Il est construit entre la fin du IIIe et le milieu du IVe siècle, dans un contexte de difficultés militaires au sein de l'Empire romain. Long de 1 145 m, le rempart forme un quadrilatère d'environ neuf hectares délimitant l'enceinte gallo-romaine d’Évreux, alors chef-lieu le la civitas des Aulerques Éburovices, sous le nom de Mediolanum Aulercorum.
Encore largement visible, notamment sur ses faces méridionale et occidentale, ses différentes parties sont classées (1941, 1984) ou inscrites (1996) au titre des monuments historiques.
Localisation
Les vestiges du rempart gallo-romain sont situés dans le centre historique de la ville d'Évreux, dans le département français de l'Eure.
Le rempart est assez bien connu : plusieurs tronçons ont fait l'objet de fouilles archéologiques dès le XIXe siècle, d'autres sont largement visibles dans le paysage urbain, soit utilisés comme base pour d'autres constructions, soit simplement restés à l'air libre depuis la fin de l'Antiquité. Il a la forme d'un quadrilatère irrégulier dont le grand axe est orienté N-N-O ― S-S-E.

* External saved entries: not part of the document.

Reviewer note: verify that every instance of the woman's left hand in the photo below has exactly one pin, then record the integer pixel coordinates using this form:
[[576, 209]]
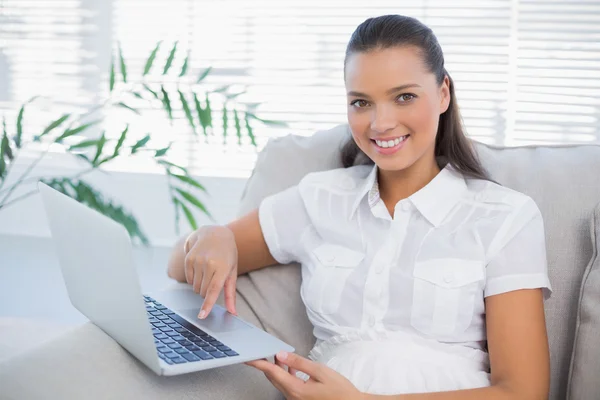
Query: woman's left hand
[[324, 383]]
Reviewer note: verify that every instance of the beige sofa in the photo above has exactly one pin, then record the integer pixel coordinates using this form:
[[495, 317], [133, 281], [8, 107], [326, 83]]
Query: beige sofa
[[564, 181]]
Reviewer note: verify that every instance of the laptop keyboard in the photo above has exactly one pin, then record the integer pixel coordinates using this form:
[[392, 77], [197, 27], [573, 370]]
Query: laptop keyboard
[[177, 341]]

Une partie de ce mur est visible au pied de la cathédrale le long de l'Iton. L'autre partie constitue un des murs du sous-sol du musée situé de l'autre côté.

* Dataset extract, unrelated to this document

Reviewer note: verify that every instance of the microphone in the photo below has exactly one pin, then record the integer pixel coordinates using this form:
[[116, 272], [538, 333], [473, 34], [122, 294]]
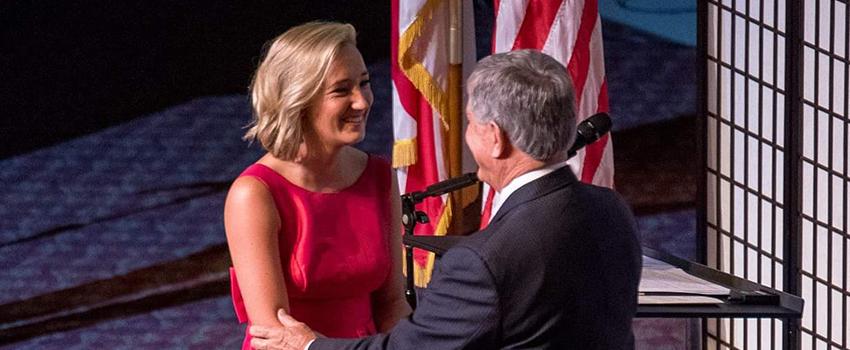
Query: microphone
[[446, 186], [590, 130]]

Le rempart peut se décrire comme entourant « la cité » : à la pointe Sud, le rempart suit la fosse et le ruisseau de l'Espringale, jusqu'à la tour du même nom (à l'angle de l'allée des Soupirs et du boulevard Chambaudoin) avant de monter vers le nord le long de l'allée des Soupirs jusqu'au château (hôtel de ville) et sa cour (place de la Mairie), ceinturée de remparts. La fortification mène à la porte de Rouen, située à l'intersection de la rue de Horloge et de l'Iton, au niveau de la tour de l'Horloge, puis longe le cours de la rivière (la promenade de l'Iton) pour redescendre à la porte de Notre-Dame (rue de l'Évêché, au niveau du passage de l'Iton), proche de la cathédrale et contourne les bâtiments de l’évêché — grenier (détruit) et palais épiscopal (actuel musée) — au niveau du miroir d'eau. Le parement extérieur de la courtine (réfection datant des années 1950), dans l'angle sud-ouest de l'enceinte, s'effondre partiellement le [1].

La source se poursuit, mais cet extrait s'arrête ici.